Author: Mohammad Mazhar Ansari

In this blog we will learn how Mule 4 Batch Processing works using an example to understand different configuration parameters.

What is Mule 4 Batch Processing?

  • One of MuleSoft selling point or you can say best feature is Batch Processing
  • It help to process large volumes of data in chunks and in parallel

Overview of Batch Job and its configuration parameters:

Batch Processing is only available in Mule EE (MuleSoft Enterprise Edition)

General -> Name: Name of the Batch JOB Activity in Mule Flow

General -> Max Failed Records: Mule has three options for handling a record-level error: Finish processing, Continue processing and Continue processing until the batch job accumulates a maximum number of failed records. This behavior can be controlled by Max Failed Records.
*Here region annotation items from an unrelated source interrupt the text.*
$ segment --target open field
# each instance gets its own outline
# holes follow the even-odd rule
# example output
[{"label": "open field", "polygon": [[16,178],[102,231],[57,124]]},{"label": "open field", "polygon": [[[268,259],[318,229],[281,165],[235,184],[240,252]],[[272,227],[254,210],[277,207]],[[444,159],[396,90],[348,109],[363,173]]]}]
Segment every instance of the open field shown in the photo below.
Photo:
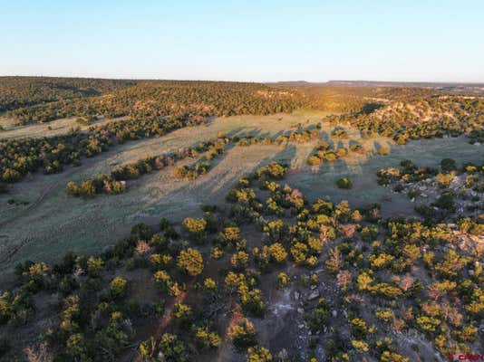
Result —
[{"label": "open field", "polygon": [[[362,140],[357,129],[344,125],[349,138],[335,142],[346,146],[351,141],[358,141],[370,151],[368,155],[352,156],[315,167],[306,165],[306,159],[316,141],[286,147],[236,147],[208,175],[195,181],[176,179],[172,167],[169,167],[131,182],[127,193],[115,196],[84,200],[70,197],[65,193],[68,181],[107,173],[116,165],[208,140],[220,131],[231,135],[247,132],[276,135],[297,123],[303,127],[318,123],[325,116],[321,112],[295,112],[218,118],[208,126],[186,128],[161,138],[121,145],[101,156],[83,159],[81,167],[69,167],[59,175],[34,174],[29,180],[15,185],[8,195],[0,196],[1,271],[8,275],[18,262],[25,259],[52,262],[68,251],[102,251],[125,235],[129,225],[137,222],[156,224],[160,216],[179,221],[188,214],[199,214],[201,205],[222,203],[238,178],[272,160],[291,165],[287,183],[310,199],[347,199],[352,206],[378,202],[382,203],[384,214],[391,215],[413,214],[413,205],[406,196],[376,185],[375,175],[380,168],[396,167],[405,158],[419,160],[425,166],[437,166],[440,159],[449,157],[457,161],[482,159],[481,148],[469,145],[462,138],[417,140],[398,146],[386,138]],[[30,127],[34,133],[44,128]],[[328,139],[327,135],[334,128],[323,121],[322,139]],[[381,146],[390,147],[391,154],[376,155],[376,148]],[[335,181],[344,176],[353,181],[352,190],[336,187]]]}]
  • The default value is Zero which corresponds to Finish processing.
  • The value -1, corresponds to Continue processing.
  • The value +ve integer, corresponds to Continue processing until the batch job accumulates a maximum number of failed records

General -> Scheduling Strategy: Scheduling Strategy decides now more than 1 Batch instance will run in case others start before current batch job finishes.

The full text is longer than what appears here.